MrBayes

Z MetaCentrum
Přejít na: navigace, hledání

Description

MrBayes is a program for the Bayesian estimation of phylogeny. Bayesian inference of phylogeny is based upon a quantity called the posterior probability distribution of trees, which is the probability of a tree conditioned on the observations.
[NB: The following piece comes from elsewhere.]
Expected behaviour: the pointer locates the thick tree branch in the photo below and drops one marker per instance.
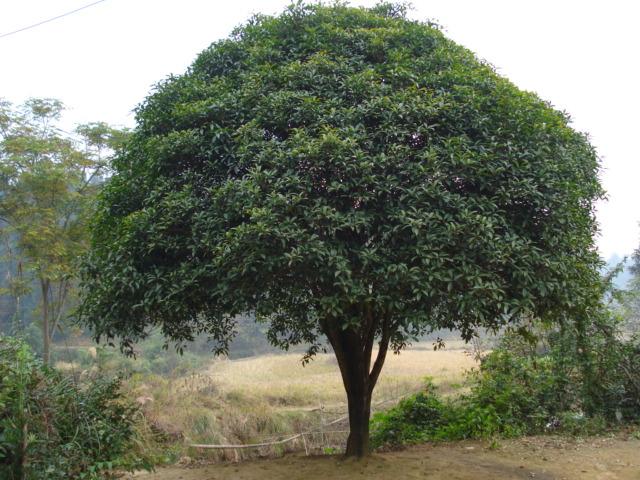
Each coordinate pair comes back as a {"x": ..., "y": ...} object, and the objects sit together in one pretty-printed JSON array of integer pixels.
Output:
[{"x": 383, "y": 346}]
The conditioning is accomplished using Bayes's theorem. The posterior probability distribution of trees is impossible to calculate analytically; instead, MrBayes uses a simulation technique called Markov Chain Monte Carlo (or MCMC) to approximate the posterior probabilities of trees. Program runs in the command line.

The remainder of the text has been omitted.